I'm Glad I'm Not Out Here By Myself
I remember starting out in ministry, when Sundays were painful. By painful, I mean they were extremely difficult. They usually included 14 hour work days with a short break in the middle. I had to wear multiple hats and had to change them on the fly.
I was burned out, over stressed, and struggling. One thing I didn't recognize at all was how little I was actually worshiping God. I was doing so much and being pulled in so many different directions that Sundays were anything but a time of celebrating God. Though we had musical excellence, we weren't a singing church, and that was an extremely hard transition from seminary.
When I first started there, I was there for one week, and then the senior pastor left for his three week vacation. Then the church secretary left for a two week vacation. I was left in charge for three weeks with little to no help. That was awful. I got the impression (and was told outright) that if I wanted things done well, I had to do them. Later at that church, I was told that I wasn't doing things well enough, so I needed to do everything and I needed to do it all differently. But that's another story...
So I moved on to another church, and I was the solo pastor. Something I guess I'd learned by osmosis was that the only time someone other than the pastor preached was when the pastor was on vacation. Only then would he relinquish "his" pulpit. I lived that out in New Knoxville, only giving opportunities when I was gone.

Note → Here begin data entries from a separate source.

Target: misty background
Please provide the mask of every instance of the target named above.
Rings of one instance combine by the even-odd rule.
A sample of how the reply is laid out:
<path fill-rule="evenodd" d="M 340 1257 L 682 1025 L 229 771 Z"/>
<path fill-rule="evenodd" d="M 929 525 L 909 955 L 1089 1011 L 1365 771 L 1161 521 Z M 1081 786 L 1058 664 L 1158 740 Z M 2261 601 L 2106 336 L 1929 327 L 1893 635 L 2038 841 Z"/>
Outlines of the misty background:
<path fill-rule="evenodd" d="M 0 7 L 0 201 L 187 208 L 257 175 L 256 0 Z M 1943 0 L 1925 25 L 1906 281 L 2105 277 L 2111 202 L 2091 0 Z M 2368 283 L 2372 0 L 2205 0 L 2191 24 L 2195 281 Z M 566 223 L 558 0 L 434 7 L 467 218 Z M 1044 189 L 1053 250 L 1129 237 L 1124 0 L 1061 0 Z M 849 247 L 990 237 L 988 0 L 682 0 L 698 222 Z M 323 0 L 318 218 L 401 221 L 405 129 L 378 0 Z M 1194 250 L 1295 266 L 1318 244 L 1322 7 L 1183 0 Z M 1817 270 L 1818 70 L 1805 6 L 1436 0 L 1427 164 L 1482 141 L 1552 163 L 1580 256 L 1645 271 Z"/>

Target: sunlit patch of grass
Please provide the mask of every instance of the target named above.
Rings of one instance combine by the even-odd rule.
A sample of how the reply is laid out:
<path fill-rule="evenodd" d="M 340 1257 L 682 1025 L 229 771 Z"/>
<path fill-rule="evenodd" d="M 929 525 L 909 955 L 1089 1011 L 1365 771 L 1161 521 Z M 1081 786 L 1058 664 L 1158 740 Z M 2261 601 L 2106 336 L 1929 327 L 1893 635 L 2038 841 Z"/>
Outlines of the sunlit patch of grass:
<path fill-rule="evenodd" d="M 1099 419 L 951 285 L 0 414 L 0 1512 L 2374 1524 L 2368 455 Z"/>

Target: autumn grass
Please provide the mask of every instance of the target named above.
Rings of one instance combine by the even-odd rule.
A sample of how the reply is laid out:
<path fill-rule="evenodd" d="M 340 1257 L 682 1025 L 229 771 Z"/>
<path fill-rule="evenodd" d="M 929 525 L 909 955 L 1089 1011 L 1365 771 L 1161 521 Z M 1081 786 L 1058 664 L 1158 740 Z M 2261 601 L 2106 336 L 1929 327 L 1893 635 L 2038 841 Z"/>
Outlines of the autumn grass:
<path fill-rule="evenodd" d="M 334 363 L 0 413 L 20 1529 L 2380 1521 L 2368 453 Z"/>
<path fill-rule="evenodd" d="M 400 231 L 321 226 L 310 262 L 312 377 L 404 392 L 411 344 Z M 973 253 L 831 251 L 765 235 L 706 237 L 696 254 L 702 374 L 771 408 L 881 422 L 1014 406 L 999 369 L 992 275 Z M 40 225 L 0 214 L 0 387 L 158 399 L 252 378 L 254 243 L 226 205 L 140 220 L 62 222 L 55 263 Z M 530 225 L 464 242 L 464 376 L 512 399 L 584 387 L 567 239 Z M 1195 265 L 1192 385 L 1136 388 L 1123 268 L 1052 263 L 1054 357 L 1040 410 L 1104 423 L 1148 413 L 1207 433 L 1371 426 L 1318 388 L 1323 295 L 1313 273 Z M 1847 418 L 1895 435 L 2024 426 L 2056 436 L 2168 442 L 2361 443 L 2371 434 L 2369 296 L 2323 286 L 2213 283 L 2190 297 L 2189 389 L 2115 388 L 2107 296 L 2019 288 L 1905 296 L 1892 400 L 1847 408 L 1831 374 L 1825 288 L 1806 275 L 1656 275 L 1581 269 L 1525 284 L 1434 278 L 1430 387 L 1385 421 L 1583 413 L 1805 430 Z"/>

That was a mistake, and I am sorry for doing that, because we had a very able retired pastor as well as a just-as-capable (and homegrown) certified lay speaker who could preach whenever I called on them.
One value I've been trying to live out since is something I learned by not seeing it practiced is that it demonstrates to other on my team that I support them if I show up. Yes, that means listening to the sermons of those who work with me, even though I am the lead pastor. Quite honestly, I enjoy sitting and listening to Chad or Rudy preach. They bring the Word of God through the power of the Holy Spirit, and I get to support them and listen to the words God has given them.
But that isn't even the most important part of not being on my own. I think about a crisis in the church and having to come back early from vacation (after thanksgiving) but honestly Rudy was doing so much work behind the scenes that it made my work a lot easier (not that it was easy, but it was better having someone working with me). And then there is the factor of bouncing ideas off one another and leading in different areas of gifting and handing off other responsibilities (this "handing off" doesn't just go "down" the chain - if there's something that Chad or Rudy can't or shouldn't be doing, I'll pick it up, too). Like when one of them preaches, if I'm there, I will do other aspects of the service to allow them to "just" preach (I'll do the greeting and announcements and prayer, so they don't have to worry about what comes next, which is incidentally why I've always got the bulletin/program in my hand, because I don't remember what's next even though our services look pretty similar every week).
Above that, though, the most important reason I'm not out here by myself is prayer. We try to pray together weekly as an office staff, not a "staff meeting" where we are discussing what's going on in the church and office and so forth, but prayer for each other and for the world. We have established an openness and honesty on staff where we can (and do!) support each other prayerfully and that carries over into the ministry. When the church staff is praying for one another, it does great things for the church. I think it's probably the most important thing that can go on behind the scenes in a church.